Good luck. I'd take it slow and not rush into anything. In other words, don't get remarried again in 6 months like quite a few of my male divorced friends have done and wind up in the same situation you were in before with the first wife.


----------



## Atholk (Jul 25, 2009)

At 40 you can have a lot of fun with all the lonely horny women out there.

You might like my blog as a starting point to learn some confidence and skill with seduction. I focus on marriage in general, but many of the blogs in my sidebar focus on dating.

Personally I have to resist the temptation to date and sleep around on my wife. Women these days are ridicuously easy to have sex with.


----------



## SimplyAmorous (Nov 25, 2009)

And whatever you do, since you are on the more NICER side of Men, do not jump in too fast with the 1st good looking woman you meet and start making promises, feeling you found the love of your life. I have a male friend, 44, whose wife left him too- once she lost alot of weight (yeah he paid for the surgery) - result --discovered other men were interested & she was on the prowl. She divorced him. Partying it up & getting tatooes, getting drunk, she went NUTS with the freedom. (and she was a Respectable Teacher!) 

He made the mistake of jumping in TOOO fast because he was lonely & craves affection & all sorts of complications & hurt was going on with this new girlfriend. Difficult breakup, alot of hurt. 

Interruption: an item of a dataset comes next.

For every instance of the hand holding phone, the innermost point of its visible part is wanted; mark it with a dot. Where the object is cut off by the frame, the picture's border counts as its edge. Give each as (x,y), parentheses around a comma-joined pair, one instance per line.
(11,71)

I gave him some good advice --- date as many as you possibly can and make NO promises to any of them -cause chances are you will need to meet about 50 before you find a good match for yourself - a stable long lasting match. So now he has 3 women, he tells them all he is dating others and taking his time and they are literally "falling at his feet". "Hold on Loosely" - as the song goes.

Sounds to me like you need a Nympho (since you have been missing that for most of your marraige )- should be able to find many of these in the late 30's -early 40's --this IS the "Cougar" stage after all ! But you also need to find a "HomeBuddy" like yourself. Make sure you have the same ideas about Money (always a plus). And your personalities compliment each other. 

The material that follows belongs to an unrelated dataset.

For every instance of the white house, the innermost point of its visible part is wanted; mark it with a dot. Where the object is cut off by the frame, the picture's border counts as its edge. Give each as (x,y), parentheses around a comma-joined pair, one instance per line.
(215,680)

Discover her Love Languages & make sure you speak similar so life & Love will come easier & naturally. Have a few fights before any commitments, understand each others ways of resolving conflict, make sure it "works".

Not all women in their 40's get wild in the Partying sense. Some get wild in other ways - My wildness has strictly been in the sexual sense, I could care less about going out dancing & partying, or taking on a new cause. I just wanted more excitement in one place - The bedroom. 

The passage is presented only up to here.